Zufall als bewusster Störfaktor

Was aber bestimmt den Zusammenhang von Zufall und der doch in der Kunst ebenso präsenten Ordnung? „Zufall“, sagt Froitzheim, „macht sich als Störung von Ordnung bemerkbar. Die systematische Arbeit mit dem Zufall setzt 1914 ein. Als einer der ersten hat Marcel Duchamp mit dem Zufall experimentiert.“

Vor allem in den sechziger und siebziger Jahren wird in der Kunst das Konzept (wieder) forciert. „Für mich“, sagt die Kunstmuseums-Kuratorin Froitzheim, „konkretisiert sich hier so etwas wie eine dritte Stilrichtung – neben den bekannten Kategorien von Figuration und Abstraktion.“ Und sie betont: „Dies betrifft übrigens nicht nur die Kunst.
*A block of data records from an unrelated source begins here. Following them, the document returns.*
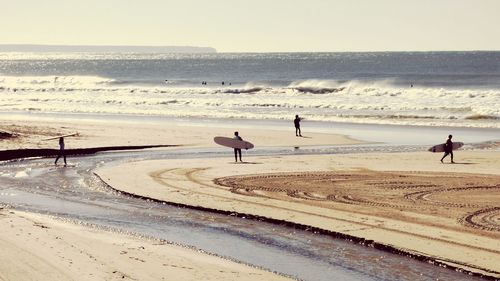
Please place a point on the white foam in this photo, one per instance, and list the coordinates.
(320, 100)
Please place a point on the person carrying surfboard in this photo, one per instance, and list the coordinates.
(237, 150)
(448, 149)
(61, 151)
(296, 122)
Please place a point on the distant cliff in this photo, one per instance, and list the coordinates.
(103, 49)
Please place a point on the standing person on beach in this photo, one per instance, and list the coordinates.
(296, 122)
(237, 150)
(448, 149)
(61, 151)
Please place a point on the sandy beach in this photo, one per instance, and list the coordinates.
(39, 247)
(407, 202)
(105, 132)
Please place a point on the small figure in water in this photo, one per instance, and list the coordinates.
(61, 151)
(448, 149)
(237, 150)
(296, 122)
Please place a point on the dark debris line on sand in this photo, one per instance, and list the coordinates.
(6, 135)
(26, 153)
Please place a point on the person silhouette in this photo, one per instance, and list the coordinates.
(448, 149)
(296, 122)
(61, 151)
(237, 150)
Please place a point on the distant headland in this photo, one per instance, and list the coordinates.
(103, 48)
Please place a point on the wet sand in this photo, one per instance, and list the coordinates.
(38, 247)
(31, 134)
(407, 201)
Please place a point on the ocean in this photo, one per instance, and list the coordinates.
(460, 89)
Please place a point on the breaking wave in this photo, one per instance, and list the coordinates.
(320, 100)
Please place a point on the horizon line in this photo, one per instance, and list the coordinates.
(198, 49)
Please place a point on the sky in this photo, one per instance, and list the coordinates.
(257, 25)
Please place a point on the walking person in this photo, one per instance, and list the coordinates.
(237, 150)
(61, 151)
(296, 122)
(448, 149)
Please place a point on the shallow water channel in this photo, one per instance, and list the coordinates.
(76, 193)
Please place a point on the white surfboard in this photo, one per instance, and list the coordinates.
(440, 147)
(230, 142)
(64, 136)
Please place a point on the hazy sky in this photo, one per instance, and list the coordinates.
(257, 25)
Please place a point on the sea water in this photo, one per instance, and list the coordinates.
(459, 89)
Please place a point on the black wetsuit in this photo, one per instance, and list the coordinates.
(448, 149)
(237, 150)
(296, 122)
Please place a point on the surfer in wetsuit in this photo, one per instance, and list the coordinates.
(296, 122)
(61, 151)
(448, 149)
(237, 150)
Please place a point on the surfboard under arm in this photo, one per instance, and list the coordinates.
(64, 136)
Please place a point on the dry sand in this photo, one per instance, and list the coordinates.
(408, 201)
(31, 134)
(37, 247)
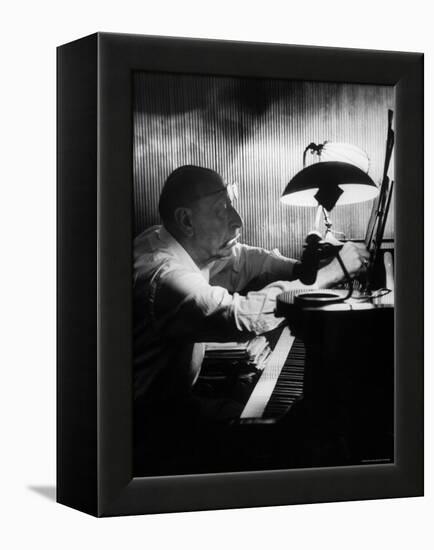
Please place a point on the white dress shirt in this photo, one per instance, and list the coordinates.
(178, 306)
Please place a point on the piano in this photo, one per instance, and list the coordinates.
(328, 385)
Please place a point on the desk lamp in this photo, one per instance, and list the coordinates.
(326, 184)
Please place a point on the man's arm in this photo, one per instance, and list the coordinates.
(251, 264)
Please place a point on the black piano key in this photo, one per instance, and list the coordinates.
(289, 385)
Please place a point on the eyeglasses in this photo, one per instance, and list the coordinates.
(230, 188)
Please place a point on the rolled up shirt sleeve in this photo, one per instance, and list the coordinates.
(185, 305)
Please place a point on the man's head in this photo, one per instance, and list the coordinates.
(196, 207)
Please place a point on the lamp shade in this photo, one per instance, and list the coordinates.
(329, 184)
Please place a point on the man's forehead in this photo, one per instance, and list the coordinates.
(209, 187)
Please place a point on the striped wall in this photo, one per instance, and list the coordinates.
(253, 132)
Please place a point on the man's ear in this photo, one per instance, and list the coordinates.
(183, 220)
Zeitgleich entsteht in Stuttgart die Konkrete Poesie mit Reinhard Döhl und Eugen Gomringer, die ebenfalls mit Zufall und Ordnung operiert.“

Mit Blick auf das Begleitprogramm sagt Froitzheim: „Am vergangenen Sonntag hat das SWR-Vokalensemble in einer wunderbaren Veranstaltung Gleiches für die zeitgenössische Musik in den sechziger Jahren belegt. Hier waren die wichtigsten Protagonisten die Komponisten Karl Heinz Stockhausen und natürlich John Cage.“

Diskussion an diesem Mittwoch

Grenzüberschreitend geht es an diesem Mittwoch weiter. Bei einem Diskussionsabend, den das Kunstmuseum gemeinsam mit dem Verein Architektur Engineering Design (aed) veranstaltet, gilt der Blick Möglichkeiten des Zufalls auch in der Architektur und Gestaltung. „Welche Rolle spielen Regeln – und wo muss (und darf) man sie brechen, um Neues zu erschaffen? Was gilt für Kunst, aber nicht für die anderen Disziplinen – und was gilt für alle?“ Darüber sprechen die Kunstwissenschaftlerin Hannelore Paflik-Huber, der Kölner Design-Experte René Spitz und der an der Stuttgarter Kunstakademie lehrende Architekturprofessor Tobias Walliser. Beginn im Vortragssaal ist um 19 Uhr. Eine Anmeldung zu dieser Veranstaltung ist erforderlich – unter www.aed-stuttgart.de.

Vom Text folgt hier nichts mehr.